Greg "Gregor" Pratt is a former Ohio attorney who retired after 40 years of general practice focused on litigation in the Cincinnati area. But he always wanted to be a fiction writer, and with the winding down of the practice of law, found time over the last several years to write his first novel, Ebola Island, drawing on his experience as a trial lawyer. Ebola Island is the first in a series featuring class action lawyer, Jack Gamble, who is thrust into the middle of a pandemic on an island with a cast of dynamic characters who must grow to trust each other in their dire circumstances if they want to survive.
Pratt's second novel in that series is Dragon's Eye, in which Jack's wife Maddy, a teacher, goes missing.
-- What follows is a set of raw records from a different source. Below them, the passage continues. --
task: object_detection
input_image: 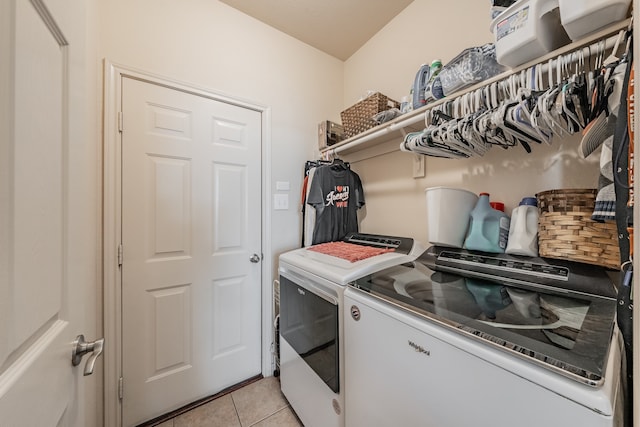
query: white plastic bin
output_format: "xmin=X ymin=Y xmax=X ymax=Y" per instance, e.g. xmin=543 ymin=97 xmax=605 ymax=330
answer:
xmin=558 ymin=0 xmax=631 ymax=40
xmin=491 ymin=0 xmax=570 ymax=68
xmin=425 ymin=187 xmax=478 ymax=248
The police think Maddy has run off with one of her students even though there are no clues—she’s simply vanished. When the police and other agents of the New Zealand government begin to pull back the veil on hidden evidence, Jack and friends embark on a harrowing journey to rescue Maddy from the grips of the Chinese government. But how do private citizens challenge an overreaching totalitarian government with limitless resources and connections?
Greg stops by In Reference to Murder to talk about writing and researching the novel:
Each author and each novel are different. Like most authors my very first novel is still in a box under my desk. It needs so much work! Researching it was great fun and I mention it because the research process was so much different than my later novels.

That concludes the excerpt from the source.